When Barbara Ellmerer (born 1956 in Meiringen/Switzerland) has decided to apply a pastose layer of paint, her paintings were imbued with tactile qualities. The artist uses the colours’ energetic values intelligently, contrasting stark tones and harsh contours to produce strong visual friction.
Ellmerer’s art combines sensual painting and intellectual exploration of nature; it merges a delight in colour with a scientific quest for knowledge.
The Zurich-based artist works with painterly and graphic means on invisible forces. Based on plant structures and scientific diagrams, Ellmerer has been working with physical and biological processes since 2011. She is interested in everything that is small: cells, particles and atoms and scrutinises the medium of painting in this context.
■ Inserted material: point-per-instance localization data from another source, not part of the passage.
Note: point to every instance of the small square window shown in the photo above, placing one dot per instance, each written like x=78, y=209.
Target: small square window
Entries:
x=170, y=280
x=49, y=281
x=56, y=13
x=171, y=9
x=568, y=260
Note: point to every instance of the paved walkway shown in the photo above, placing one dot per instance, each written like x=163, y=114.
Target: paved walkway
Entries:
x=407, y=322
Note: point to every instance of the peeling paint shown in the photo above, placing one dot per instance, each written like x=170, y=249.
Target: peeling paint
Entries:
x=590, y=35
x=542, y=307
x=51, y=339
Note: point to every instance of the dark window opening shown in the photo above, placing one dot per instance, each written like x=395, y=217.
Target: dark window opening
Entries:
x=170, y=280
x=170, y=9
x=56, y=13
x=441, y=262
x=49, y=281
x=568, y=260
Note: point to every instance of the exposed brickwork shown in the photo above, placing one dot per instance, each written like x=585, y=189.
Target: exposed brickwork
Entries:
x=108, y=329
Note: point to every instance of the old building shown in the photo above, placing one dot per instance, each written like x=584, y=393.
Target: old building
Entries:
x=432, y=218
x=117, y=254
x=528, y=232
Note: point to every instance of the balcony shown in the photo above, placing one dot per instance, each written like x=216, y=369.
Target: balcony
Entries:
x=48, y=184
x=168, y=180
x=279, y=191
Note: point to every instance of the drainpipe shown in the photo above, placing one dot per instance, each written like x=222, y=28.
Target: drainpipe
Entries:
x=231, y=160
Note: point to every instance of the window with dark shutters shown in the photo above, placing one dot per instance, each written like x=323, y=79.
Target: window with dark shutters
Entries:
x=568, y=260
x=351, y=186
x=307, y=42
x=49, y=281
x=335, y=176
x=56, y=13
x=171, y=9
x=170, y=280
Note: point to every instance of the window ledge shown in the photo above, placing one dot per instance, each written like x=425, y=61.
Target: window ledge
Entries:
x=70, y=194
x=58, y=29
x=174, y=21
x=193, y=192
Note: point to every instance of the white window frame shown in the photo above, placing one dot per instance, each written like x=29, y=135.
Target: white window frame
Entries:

The energetic intensity of Elmerer’s images chiefly results from the artist’s zooming in on her subject matter. Her eye is like a microscope, distorting and alienating what we see, penetrating the surface to focus on the vitality beneath. Exploring the boundary between figuration and pure colouristic gesture, her paintings refuse to satisfy a human need to recognise, name and control the environment. Ellmerer’s paintings consistently undercut our expectations, forcing us to question our perception. So, her works underscore how strange nature can be to us.